Flávio Luís Ferrarini - In Memoriam

Flávio Luís Ferrarini - In Memoriam

Flávio Ferrarini

In memorian

Natural de Nova Pádua, Flávio Luís Ferrarini mudou ainda adolescente para Flores da Cunha (RS), onde fixou residência. Era publicitário e colunista dos jornais O Florense – desde seu início, em 1988 – e Semanário, de Bento Gonçalves. Além disso, Ferrarini, colaborava com vários sites literários.

Entre seus reconhecimentos, está o empréstimo de seu nome à Biblioteca Pública Municipal de Nova Pádua e ter sido escolhido Patrono da 30ª Feira do Livro de Flores da Cunha.

Suas obras mereceram artigos elogiosos, como o de José Paulo Paes, ensaísta, poeta e tradutor brasileiro.
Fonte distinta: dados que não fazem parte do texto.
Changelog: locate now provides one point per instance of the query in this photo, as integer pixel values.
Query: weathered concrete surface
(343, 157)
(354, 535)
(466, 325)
Ferrarini acumulou resenhas entusiastas em importantes publicações literárias do Brasil.

Flávio Luís Ferrarini publicou seu primeiro livro individual em 1985, abrindo uma série de dezessete obras, nos gêneros de contos, crônicas, poesia, poesia em prosa, novela e narrativas infanto-juvenis. O colunista morreu em um acidente de trânsito em 16 de junho de 2015. Suas crônicas permanecem no site como forma de homenagem póstuma.

 

Contatos

Cidade pequena

Juro que a ideia desta crônica não é minha, mas de um leitor, ex-morador de cidade pequena.

Juro que a ideia desta crônica não é minha, mas de um leitor, ex-morador de cidade pequena. Coisa de alguns meses, escrevi loas sobre as vantagens de morar em cidade pequena.           
Empilhei vantagens de morar em uma cidade onde a vida não é sacudida como uma migalha da toalha de uma janela alta. Claro que, não obstante os prós e contras, o negócio é levar a vida com bom humor, seja em cidade grande, seja em cidade pequena. Então...
– Os moradores da cidade pequena trocam bom-dias com a mesma naturalidade com que trocam ponta-pés.
– Na cidade pequena, todo mundo sabe quem está saindo com quem. Quem está passando a perna em quem. Quem está botando grandes galhadas na testa de quem...
– Se a cidade grande é governada pelo medo, a cidade pequena é governada pela fofoca. Onde, a não ser na cidade pequena, para a fofoqueira ser uma biógrafa de primeira linha, pois sempre tem na ponta da língua a vida toda da vizinha.
– Na cidade pequena, as pessoas se cumprimentam na rua e trocam gentilezas, muito embora a maldade se esconda sob as maneiras mais polidas.
  – Mais do que em qualquer outro lugar, é na cidade pequena que as pessoas desenvolvem a arte de despejar do alto da janela, no momento em que alguém está passando pela calçada, toda a espécie de detritos: migalhas de pão, restos de cadávares como ossos de frangos, cascas de melancia e outras porcarias do gênero que ornam a cabeça do infeliz.
– A cidade pequena parece estar o tempo todo a espera do fim do mundo.
– As ruas são cobras tristes e as casas são vacas deitadas à sombra da cidade pequena.
– Na cidade pequena é possível saber até de quem você pegou resfriado.
– Na cidade pequena o político estraga a mão de tanto cortejar o eleitor.
– O tempo na cidade pequena nunca é o tempo do relógio, mas quase sempre o da mansidão.
– Um “Afonso” (corra ao dicionário de gírias) de média intensidade pode ser ouvido de uma ponta a outra da cidade pequena.
– As opções de lazer na cidade pequena são tantas e tão divertidas que é comum arrancar lágrimas dos olhos.
– Todos tripudiam em cima de todos na cidade pequena, inclusive as deficiências físicas parecem servir de alimento às gozações imbecis.
– Os cardápios do sexo, como panfletos de puteiros, zonas e inferninhos não são distribuídos sorrateiramente na cidade pequena para alimentar a libido masculina.
– Os programas de fim de semana não passam de lavar o carro no sábado e assistir o Faustão no domingo. Claro que uma boa opção para o sábado é cortar a grama do jardim e no domingo sentar na calçada para falar mal de quem passa.
– Como as festas e eventos não acontecem com tanta frequência na cidade pequena, faltando mais de um mês já começa a contagem regressiva e a ansiedade vai aumentando para que esse dia chegue logo.
– Se acontece um grave acidente, só se fala nisso por dias na cidade pequena toda.
– Caso alguém da cidade pequena mande escrever no pára-choque a frase “Ritinha não presta”, todo mundo vai saber qual Ritinha não presta, pois na cidade pequena só tem uma Ritinha.
– Pontos de referência? A cidade pequena só tem dois: a praça e a igreja matriz.